These examples illustrate some of the factors that a user might take into account when selecting their observing condition constraints:

  1. Example - NIRI spectroscopy of an extended object
  2. Example - NIRI imaging of structure within an extended object

More information about how observing conditions affect dataquality is also available for the near-IR and mid-IR. In addition, (large ascii) files containing model high resolution spectra of the sky emission and transmission for a range of airmasses and water vapor columns are available for the near-IR and mid-IR.

 


 

Image Quality(non-AO) - MK and CP

2014A and before
 
Wavelength regime Constraint (at zenith)
20%-ile 70%-ile 85%-ile "any" (100%-ile)
U (0.365 µm)* 0.50
0.90
1.20
2.0
B (0.445 µm)* 0.45 0.85 1.15 1.95
V (0.5 µm) 0.45 0.80 1.10 1.90
R (0.658 µm) 0.45 0.75 1.05 1.80
I (0.806 µm)* 0.40 0.75 1.05 1.70
Z (0.900 µm)* 0.40 0.70 0.95 1.70
Y (1.02 µm)* 0.40 0.70 0.95 1.65
J (1.2 µm) 0.40 0.60 0.85 1.55
H (1.65µm)* 0.40 0.60 0.85 1.50
K (2.2 µm) 0.35 0.55 0.80 1.40
L (3.4 µm) 0.35 0.50 0.75 1.25
M (4.8 µm)* 0.35
0.50
0.70
1.15
N' (11.7 µm filter) 0.31-0.34 0.37 0.45 0.75
Q (18.3 µm filter) 0.49-0.54 0.49-0.54 0.49-0.54 0.85

 

2014B

Wavelength regime Constraint (at zenith)
20%-ile 70%-ile 85%-ile "any" (100%-ile)
u (0.350 µm)* 0.60#
0.90
1.20
2.0
g (0.475 µm) 0.60# 0.85 1.10 1.90
r (0.630 µm) 0.50# 0.75 1.05 1.80
i (0.780 µm)* 0.50# 0.75 1.05 1.70
Z (0.900 µm)* 0.50# 0.70 0.95 1.70
Y (1.02 µm)* 0.40 0.70 0.95 1.65
J (1.2 µm) 0.40 0.60 0.85 1.55
H (1.65µm)* 0.40 0.60 0.85 1.50
K (2.2 µm) 0.35 0.55 0.80 1.40
L (3.4 µm) 0.35 0.50 0.75 1.25
M (4.8 µm)* 0.35
0.50
0.70
1.15
N' (11.7 µm filter) 0.31-0.34 0.37 0.45 0.75
Q (18.3 µm filter) 0.49-0.54 0.49-0.54 0.49-0.54 0.85

Example interpretation of the table An image at K of a target at zenith would be expected to have a profile full width at half maximum of no more than 0.35 arcsec 20% of the time and no more than 0.55 arcsec 70% of the time.

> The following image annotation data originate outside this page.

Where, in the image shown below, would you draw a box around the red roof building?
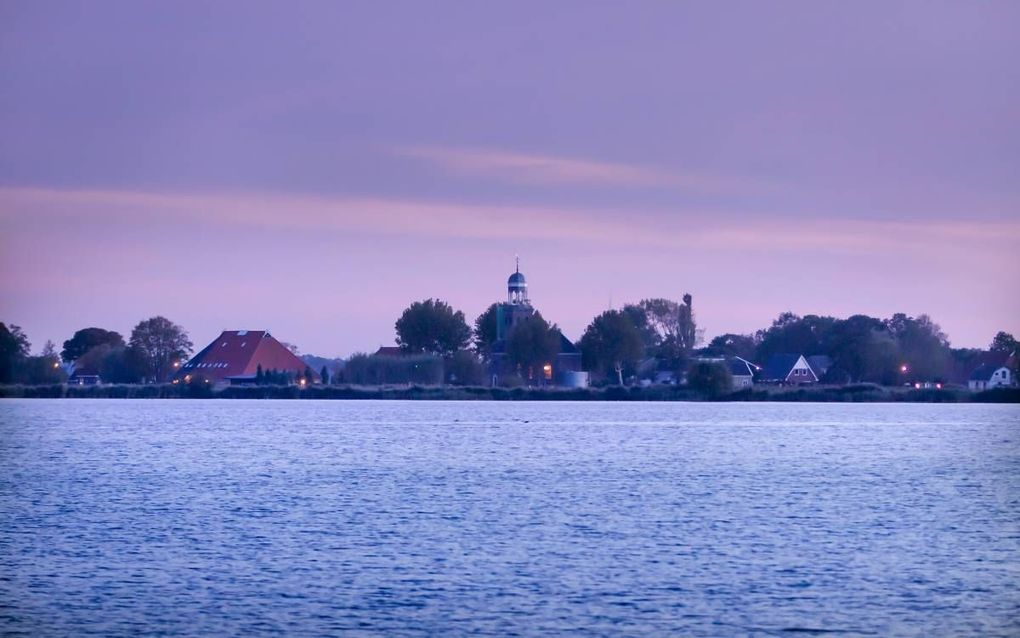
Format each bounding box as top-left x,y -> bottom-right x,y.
175,330 -> 319,384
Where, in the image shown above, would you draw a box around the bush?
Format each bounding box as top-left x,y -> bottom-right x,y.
687,361 -> 733,398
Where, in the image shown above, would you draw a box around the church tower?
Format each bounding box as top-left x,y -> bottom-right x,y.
507,257 -> 531,305
496,257 -> 534,341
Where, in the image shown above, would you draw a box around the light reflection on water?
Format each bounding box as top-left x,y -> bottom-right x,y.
0,400 -> 1020,636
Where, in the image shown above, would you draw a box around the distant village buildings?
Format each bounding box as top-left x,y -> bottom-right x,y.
967,357 -> 1017,392
173,330 -> 319,387
489,262 -> 589,388
761,353 -> 819,385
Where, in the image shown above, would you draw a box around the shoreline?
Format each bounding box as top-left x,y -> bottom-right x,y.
0,384 -> 1020,403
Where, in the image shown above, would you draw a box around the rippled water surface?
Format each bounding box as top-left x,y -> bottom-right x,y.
0,400 -> 1020,636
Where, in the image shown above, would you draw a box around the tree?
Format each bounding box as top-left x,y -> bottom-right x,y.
16,355 -> 67,385
687,361 -> 733,397
705,333 -> 758,361
74,343 -> 148,383
0,322 -> 32,383
580,310 -> 645,386
507,312 -> 560,379
444,350 -> 486,386
829,314 -> 900,385
396,299 -> 471,356
755,312 -> 836,363
620,303 -> 662,356
638,294 -> 699,370
473,303 -> 499,361
131,316 -> 192,383
43,339 -> 58,359
988,331 -> 1020,354
885,312 -> 953,381
60,328 -> 124,363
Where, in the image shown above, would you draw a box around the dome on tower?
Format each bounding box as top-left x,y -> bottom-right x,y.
507,273 -> 527,288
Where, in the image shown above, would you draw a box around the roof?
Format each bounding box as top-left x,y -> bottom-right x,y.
805,354 -> 832,379
726,356 -> 755,377
970,361 -> 1006,381
177,330 -> 318,382
489,331 -> 580,354
762,352 -> 801,381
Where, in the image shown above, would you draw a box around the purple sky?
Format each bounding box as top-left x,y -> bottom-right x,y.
0,0 -> 1020,356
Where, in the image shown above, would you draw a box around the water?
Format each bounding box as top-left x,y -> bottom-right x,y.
0,400 -> 1020,636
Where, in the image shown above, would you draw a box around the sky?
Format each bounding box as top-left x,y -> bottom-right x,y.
0,0 -> 1020,356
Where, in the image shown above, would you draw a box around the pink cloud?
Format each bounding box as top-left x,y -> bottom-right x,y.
393,146 -> 772,191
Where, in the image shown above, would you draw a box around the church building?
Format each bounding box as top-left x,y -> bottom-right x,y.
490,260 -> 588,388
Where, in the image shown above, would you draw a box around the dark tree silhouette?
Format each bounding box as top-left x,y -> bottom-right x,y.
396,299 -> 471,356
60,328 -> 124,363
580,310 -> 645,385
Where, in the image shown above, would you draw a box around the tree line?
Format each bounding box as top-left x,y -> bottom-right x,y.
0,316 -> 194,385
0,304 -> 1018,385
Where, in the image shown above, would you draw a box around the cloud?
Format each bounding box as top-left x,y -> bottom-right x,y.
0,188 -> 1020,260
392,146 -> 774,191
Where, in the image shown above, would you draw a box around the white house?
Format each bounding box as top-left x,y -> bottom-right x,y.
967,363 -> 1017,391
762,353 -> 818,385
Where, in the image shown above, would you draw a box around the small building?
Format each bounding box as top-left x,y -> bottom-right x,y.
761,353 -> 818,385
173,330 -> 319,386
967,363 -> 1017,392
726,356 -> 758,392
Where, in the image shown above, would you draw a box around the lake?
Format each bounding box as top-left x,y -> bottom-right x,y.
0,400 -> 1020,636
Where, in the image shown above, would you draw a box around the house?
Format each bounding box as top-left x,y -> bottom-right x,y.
726,356 -> 758,392
761,353 -> 818,385
805,354 -> 832,381
489,261 -> 588,387
173,330 -> 319,386
967,363 -> 1017,391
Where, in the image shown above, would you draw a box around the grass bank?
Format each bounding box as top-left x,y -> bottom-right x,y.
0,384 -> 1020,403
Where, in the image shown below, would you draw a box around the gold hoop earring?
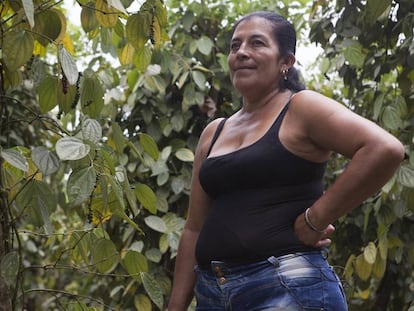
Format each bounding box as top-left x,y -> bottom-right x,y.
282,69 -> 289,81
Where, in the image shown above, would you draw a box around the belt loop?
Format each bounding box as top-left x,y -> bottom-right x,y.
322,247 -> 329,259
267,256 -> 280,268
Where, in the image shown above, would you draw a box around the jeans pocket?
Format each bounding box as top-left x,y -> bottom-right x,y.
279,267 -> 325,311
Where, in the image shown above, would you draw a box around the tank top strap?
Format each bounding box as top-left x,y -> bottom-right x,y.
206,118 -> 227,157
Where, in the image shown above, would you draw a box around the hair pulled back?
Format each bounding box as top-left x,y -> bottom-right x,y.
233,11 -> 305,92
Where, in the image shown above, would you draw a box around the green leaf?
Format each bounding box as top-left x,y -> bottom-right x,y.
397,165 -> 414,188
139,133 -> 160,161
122,250 -> 148,283
175,148 -> 194,162
81,118 -> 102,144
0,149 -> 29,172
144,215 -> 167,233
125,12 -> 151,50
2,30 -> 34,71
95,0 -> 118,28
197,36 -> 214,55
133,46 -> 152,72
141,272 -> 164,310
32,146 -> 60,176
22,0 -> 35,28
134,294 -> 152,311
365,0 -> 392,25
343,39 -> 366,68
364,242 -> 377,265
67,166 -> 96,206
58,44 -> 79,85
69,231 -> 95,266
191,70 -> 206,91
134,184 -> 157,214
33,9 -> 66,46
56,137 -> 91,161
37,76 -> 58,113
145,248 -> 162,263
91,238 -> 119,273
381,106 -> 402,130
80,2 -> 99,33
80,76 -> 104,119
107,0 -> 128,15
16,180 -> 57,230
355,254 -> 372,281
0,251 -> 20,286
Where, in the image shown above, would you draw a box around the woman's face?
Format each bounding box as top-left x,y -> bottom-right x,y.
228,17 -> 283,95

Please read the following essential notes:

  • Definition of values
    Numerical values in the constraint columns are the current measured delivered image quality, defined as the Full Width at Half Maximum (FWHM) in arc-seconds, of the radial profile of the image of a point source at the zenith, measured from the science instrument detector at the specified wavelength. The FWHM is equal to the 50% Encircled Energy Diameter for a Gaussian profile, but is typically 30% larger than the FWHM for the GMOS PSF. The model was adapted by Mark Chun from original Mathematica calculations by Charles Jenkins (see also Jenkins 1998, MNRAS, 294, 69) with a subsequent correction (in August 2002) by Phil Puxley to the extant seeing distribution.
    # IQ20 bin limits for u, g, r, i, and Z were changed in 2014B based on IQ statistics from GMOS images as measured by the data quality assessment pipeline.
    * Values for the marked bandpasses are interpolated or extrapolated from other values in the table. Note that the relevant parameter here is image quality and not simply seeing, that is, a wind speed distribution and the telescope performance (e.g. windshake and wavefront sensor performance) have been incorporated into the analysis.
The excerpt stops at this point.